Teologia pastoral e prática, aplica as verdades teológicas à pregação, ao aconselhamento, à missão, ao discipulado e à vida da comunidade cristã. Toda boa pregação é teologia aplicada.

Teologia filosófica, dialoga com as grandes perguntas da existência humana: Deus existe? A razão pode chegar ao conhecimento de Deus? Fé e razão são compatíveis? Essas questões são abordadas no artigo sobre fé e razão.

O propósito de tudo

Teologia não é acúmulo de informação. É conhecimento que leva à adoração e à transformação. Jesus disse: “E a vida eterna é esta: que te conheçam a ti, o único Deus verdadeiro, e a Jesus Cristo, a quem enviaste” (João 17.3, ARC). O objetivo final do conhecimento teológico é conhecer a Deus, não apenas saber coisas sobre Ele.

Paulo incentivava Timóteo a apresentar-se “aprovado diante de Deus, como obreiro que não tem de que se envergonhar, que maneja bem a palavra da verdade” (2 Timóteo 2.15, ARC).

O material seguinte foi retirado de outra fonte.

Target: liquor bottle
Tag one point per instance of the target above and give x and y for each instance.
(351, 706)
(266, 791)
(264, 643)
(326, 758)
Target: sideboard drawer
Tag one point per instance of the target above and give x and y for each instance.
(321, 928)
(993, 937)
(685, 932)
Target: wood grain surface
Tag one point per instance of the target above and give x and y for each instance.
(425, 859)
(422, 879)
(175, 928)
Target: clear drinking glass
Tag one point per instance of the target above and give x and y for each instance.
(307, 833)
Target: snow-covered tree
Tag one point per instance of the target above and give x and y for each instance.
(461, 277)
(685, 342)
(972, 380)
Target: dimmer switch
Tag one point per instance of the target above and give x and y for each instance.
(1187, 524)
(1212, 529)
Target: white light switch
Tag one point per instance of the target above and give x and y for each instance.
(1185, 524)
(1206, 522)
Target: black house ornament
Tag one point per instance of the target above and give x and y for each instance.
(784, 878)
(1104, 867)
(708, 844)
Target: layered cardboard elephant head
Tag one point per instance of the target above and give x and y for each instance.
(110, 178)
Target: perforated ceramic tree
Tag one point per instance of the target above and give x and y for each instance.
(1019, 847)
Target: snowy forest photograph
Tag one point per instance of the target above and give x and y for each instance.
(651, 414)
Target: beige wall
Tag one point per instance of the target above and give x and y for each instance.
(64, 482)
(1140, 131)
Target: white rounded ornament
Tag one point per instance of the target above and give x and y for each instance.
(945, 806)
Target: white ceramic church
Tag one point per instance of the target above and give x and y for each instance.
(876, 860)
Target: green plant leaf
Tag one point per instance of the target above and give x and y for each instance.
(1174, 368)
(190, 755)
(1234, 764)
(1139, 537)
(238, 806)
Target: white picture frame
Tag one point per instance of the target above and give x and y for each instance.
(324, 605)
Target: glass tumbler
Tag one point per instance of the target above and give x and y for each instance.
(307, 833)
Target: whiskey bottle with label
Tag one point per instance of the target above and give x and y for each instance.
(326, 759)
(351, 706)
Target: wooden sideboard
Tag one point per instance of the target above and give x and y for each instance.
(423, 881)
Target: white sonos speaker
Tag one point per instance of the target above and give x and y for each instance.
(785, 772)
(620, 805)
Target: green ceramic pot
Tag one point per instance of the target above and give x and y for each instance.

Manejar bem a Palavra é uma responsabilidade, e é exatamente para isso que a teologia existe.

Nesta série, você vai encontrar artigos sobre os temas centrais da teologia cristã: revelação, conhecimento de Deus pela natureza, a suficiência da Escritura, ortodoxia e heresia, a história das grandes confissões de fé e muito mais. O objetivo é simples: ajudar cristãos a pensar melhor sobre o Deus que amam.

Para se aprofundar

Alister E. McGrath, Teologia Sistemática, Histórica e Filosófica, cap. 5 (Passo inicial: as preliminares; a arquitetura da teologia).